Another vessel, the Cartagena, which sources said was carrying 37,500 tonnes of gasoline to Tripoli, remains offshore Malta. A well-placed source told Petroleum Economist that its bill of lading carried a destination of Tripoli, Lebanon, but that the true discharge point was Zawiyah, Libya.

Petroleum Economist has seen a document, including communication between the vessel’s captain and GNMTC seeking instruction for passage of the Cartagena to Libya, confirming both the Cartagena’s efforts to evade arrest by Nato and that its destination is Zawiyah.

Banning trade in and out of Libya’s ports would also prevent the lifting of up to 800,000 barrels of Amnah light crude oil the regime wants to export. The cargo is held in Ras Lanuf, a source told Petroleum Economist. The source said that the oil came from fields now under rebel control, which meant they may try to claim ownership of it.

GNMTC has instructed the Samraa al-Khaleej urgently to lift the oil, said the source. Ship tracking services confirmed that the vessel was moored and awaiting instruction offshore Malta on 2 June.
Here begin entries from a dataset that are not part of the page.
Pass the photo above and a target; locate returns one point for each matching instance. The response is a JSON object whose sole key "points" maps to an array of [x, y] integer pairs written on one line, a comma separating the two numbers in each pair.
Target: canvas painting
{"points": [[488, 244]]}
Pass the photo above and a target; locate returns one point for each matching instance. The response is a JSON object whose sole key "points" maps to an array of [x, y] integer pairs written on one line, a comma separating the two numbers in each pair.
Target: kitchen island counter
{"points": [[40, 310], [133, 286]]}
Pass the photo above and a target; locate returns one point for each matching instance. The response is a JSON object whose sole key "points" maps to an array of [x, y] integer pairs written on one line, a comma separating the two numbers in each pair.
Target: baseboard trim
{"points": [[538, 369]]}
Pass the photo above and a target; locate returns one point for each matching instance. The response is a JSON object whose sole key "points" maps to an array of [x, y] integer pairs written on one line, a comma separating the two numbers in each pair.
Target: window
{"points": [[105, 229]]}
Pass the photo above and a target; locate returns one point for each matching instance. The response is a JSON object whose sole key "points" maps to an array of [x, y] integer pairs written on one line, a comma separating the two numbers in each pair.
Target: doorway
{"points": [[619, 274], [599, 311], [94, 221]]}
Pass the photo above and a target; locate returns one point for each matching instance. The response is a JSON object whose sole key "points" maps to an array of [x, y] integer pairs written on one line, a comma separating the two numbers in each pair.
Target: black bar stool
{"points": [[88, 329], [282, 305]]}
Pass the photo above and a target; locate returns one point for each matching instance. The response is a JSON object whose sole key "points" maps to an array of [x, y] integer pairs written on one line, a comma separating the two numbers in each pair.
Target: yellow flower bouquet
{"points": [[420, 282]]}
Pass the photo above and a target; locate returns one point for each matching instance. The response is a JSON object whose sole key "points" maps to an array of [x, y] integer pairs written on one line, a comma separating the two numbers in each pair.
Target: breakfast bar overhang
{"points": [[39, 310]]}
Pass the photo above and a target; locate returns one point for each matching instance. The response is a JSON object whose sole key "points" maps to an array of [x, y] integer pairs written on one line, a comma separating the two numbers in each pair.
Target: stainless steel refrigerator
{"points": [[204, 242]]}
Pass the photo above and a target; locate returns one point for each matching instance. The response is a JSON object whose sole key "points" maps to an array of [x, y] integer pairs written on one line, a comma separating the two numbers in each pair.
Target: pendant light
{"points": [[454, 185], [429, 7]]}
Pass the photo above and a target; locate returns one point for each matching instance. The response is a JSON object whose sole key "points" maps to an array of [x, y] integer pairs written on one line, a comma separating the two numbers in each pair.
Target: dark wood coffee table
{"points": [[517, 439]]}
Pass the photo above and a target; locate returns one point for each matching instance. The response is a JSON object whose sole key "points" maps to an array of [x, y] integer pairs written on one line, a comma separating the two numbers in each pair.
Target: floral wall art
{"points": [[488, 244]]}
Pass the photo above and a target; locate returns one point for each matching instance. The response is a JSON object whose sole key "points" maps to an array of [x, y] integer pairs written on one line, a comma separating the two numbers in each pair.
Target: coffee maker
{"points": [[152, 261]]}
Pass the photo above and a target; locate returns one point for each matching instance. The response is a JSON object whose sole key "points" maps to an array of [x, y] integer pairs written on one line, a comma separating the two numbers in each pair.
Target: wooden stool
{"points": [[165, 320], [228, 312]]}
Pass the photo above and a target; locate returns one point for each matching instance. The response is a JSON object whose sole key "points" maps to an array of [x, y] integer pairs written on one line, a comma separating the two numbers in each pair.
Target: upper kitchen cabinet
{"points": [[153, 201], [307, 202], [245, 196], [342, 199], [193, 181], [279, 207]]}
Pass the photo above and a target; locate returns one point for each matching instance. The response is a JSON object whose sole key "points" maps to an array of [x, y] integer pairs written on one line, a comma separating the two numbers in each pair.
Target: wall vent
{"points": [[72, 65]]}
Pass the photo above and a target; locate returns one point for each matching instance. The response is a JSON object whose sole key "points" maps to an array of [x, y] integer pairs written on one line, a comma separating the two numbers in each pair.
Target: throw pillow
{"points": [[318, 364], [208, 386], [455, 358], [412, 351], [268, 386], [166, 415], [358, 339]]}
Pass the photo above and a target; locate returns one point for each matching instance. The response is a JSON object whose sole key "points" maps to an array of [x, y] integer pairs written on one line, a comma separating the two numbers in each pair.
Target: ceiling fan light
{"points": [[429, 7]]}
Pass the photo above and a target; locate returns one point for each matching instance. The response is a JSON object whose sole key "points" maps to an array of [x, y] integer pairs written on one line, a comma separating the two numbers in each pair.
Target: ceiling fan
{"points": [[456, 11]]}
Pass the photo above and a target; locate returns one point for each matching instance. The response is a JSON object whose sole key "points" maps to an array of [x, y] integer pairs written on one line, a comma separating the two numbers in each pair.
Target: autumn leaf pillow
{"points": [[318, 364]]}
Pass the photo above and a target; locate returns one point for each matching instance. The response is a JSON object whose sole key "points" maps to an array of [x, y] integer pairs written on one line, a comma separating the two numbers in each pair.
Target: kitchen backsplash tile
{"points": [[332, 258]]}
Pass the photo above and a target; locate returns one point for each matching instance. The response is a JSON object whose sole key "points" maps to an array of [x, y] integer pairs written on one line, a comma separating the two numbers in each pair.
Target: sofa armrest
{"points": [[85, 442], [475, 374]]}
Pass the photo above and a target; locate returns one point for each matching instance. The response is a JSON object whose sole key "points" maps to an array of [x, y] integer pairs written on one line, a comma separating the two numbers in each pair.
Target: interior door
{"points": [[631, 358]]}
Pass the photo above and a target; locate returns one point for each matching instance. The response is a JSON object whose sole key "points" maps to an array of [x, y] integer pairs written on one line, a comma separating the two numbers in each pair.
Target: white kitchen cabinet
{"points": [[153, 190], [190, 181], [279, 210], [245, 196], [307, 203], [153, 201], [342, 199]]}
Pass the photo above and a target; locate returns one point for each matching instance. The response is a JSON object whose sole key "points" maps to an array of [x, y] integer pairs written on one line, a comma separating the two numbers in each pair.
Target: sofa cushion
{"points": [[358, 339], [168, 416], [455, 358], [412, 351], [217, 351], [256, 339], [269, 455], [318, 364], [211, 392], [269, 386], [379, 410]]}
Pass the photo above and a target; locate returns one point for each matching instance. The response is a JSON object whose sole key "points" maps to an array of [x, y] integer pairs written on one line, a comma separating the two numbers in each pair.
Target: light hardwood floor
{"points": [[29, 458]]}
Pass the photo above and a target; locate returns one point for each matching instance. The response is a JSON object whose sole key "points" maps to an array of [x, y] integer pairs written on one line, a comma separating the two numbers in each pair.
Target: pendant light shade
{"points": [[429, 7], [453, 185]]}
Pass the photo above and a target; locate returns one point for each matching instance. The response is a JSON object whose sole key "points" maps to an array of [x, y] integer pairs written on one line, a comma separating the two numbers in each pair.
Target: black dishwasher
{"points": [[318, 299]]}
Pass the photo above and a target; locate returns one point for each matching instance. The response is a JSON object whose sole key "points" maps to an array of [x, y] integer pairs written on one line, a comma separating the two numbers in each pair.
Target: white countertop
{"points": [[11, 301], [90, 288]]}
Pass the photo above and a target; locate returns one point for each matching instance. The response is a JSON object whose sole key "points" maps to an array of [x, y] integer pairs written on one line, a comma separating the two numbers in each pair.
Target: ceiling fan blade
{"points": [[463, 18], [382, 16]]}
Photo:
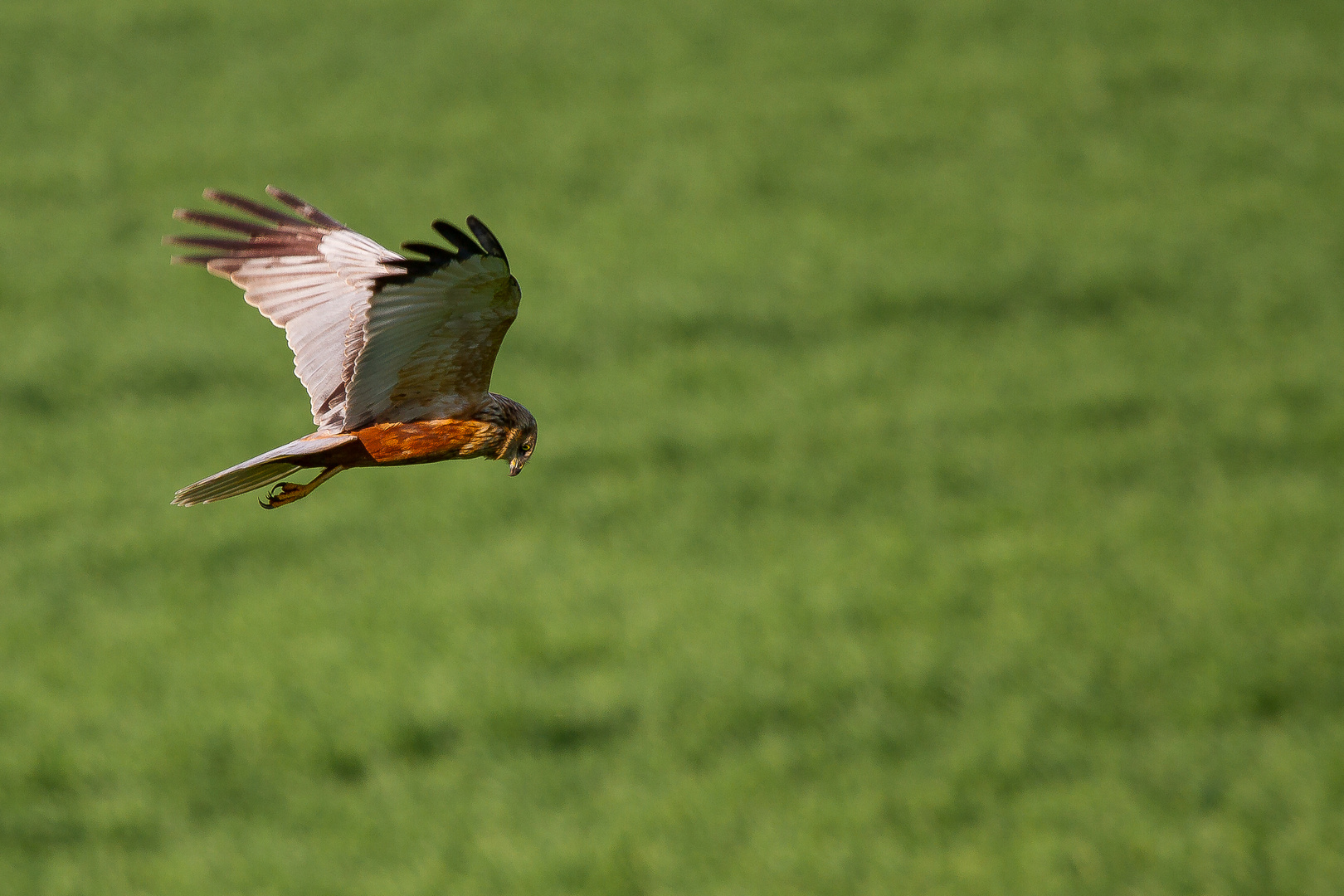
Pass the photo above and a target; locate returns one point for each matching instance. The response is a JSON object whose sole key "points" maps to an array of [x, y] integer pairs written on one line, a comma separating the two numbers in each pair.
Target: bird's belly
{"points": [[425, 441]]}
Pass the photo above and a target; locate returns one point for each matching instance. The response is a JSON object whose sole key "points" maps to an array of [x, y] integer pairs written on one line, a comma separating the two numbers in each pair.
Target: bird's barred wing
{"points": [[311, 275], [433, 331]]}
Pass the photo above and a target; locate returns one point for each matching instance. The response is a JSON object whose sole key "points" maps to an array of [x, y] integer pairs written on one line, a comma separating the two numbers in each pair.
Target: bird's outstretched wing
{"points": [[377, 338]]}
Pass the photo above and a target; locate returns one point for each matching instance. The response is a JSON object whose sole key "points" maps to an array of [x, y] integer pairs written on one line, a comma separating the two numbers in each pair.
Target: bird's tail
{"points": [[261, 470]]}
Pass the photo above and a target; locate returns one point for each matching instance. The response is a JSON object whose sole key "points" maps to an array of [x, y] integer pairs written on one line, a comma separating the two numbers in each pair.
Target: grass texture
{"points": [[940, 473]]}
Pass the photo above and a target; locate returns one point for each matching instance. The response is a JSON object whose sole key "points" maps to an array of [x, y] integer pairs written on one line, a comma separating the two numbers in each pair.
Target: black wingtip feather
{"points": [[304, 208], [256, 208], [464, 243], [483, 232]]}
A western diplomatic source said the EU’s new sanctions would also prevent such a trade. Previously, Italy and France had remained reluctant to include GNMTC on the banned list.

Ghanem spurned

Last year a French shipyard signed a contract to build a vessel for GNMTC. Italy’s Sarrouch refinery is said to have been a source of some fuel destined for Qadhafi’s regime in recent weeks. Saras, the company operating the refinery, has refused repeated requests from Petroleum Economist for comment.

Meanwhile, Shokri Ghanem has confirmed his defection. He told a news conference in Rome on 1 June that he had left the regime because of the daily bloodshed and was supporting Libya’s youth, and their goal of creating a constitutional democracy in the country.

His appearance ended days of speculation about his intentions and location. Sources within a western government and in the Libyan rebel government said Ghanem, who was formerly head of the National Oil Company, persuaded Qadhafi’s son Saif al-Islam to let him leave the country to negotiate with western firms on behalf of the regime.

He is thought to have met at least two Western chief executives before turning himself in to Italian authorities.

Ghanem said he had not decided whether to join the rebels. But a source in the Transitional National Council (TNC) told Petroleum Economist Ghanem remained the “unacceptable face of the Libyan oil industry” and that the TNC would not welcome him.

“It’s a blow for Qadhafi, but we don’t like him,” said the source.

In a statement on 1 June, the TNC said Ghanem’s defection, alongside that of 120 military officers on 30 May, showed the regime had lost its legitimacy and had “no credibility and no future”.

It added: “The latest defection by Ghanem is welcomed by all of Libya and we urge others to be brave and follow his example. Ghanem has shown that it is possible to stand up against Qadhafi and that it is our duty as Libyans to unite and end Qadhafi’s brutal reign.”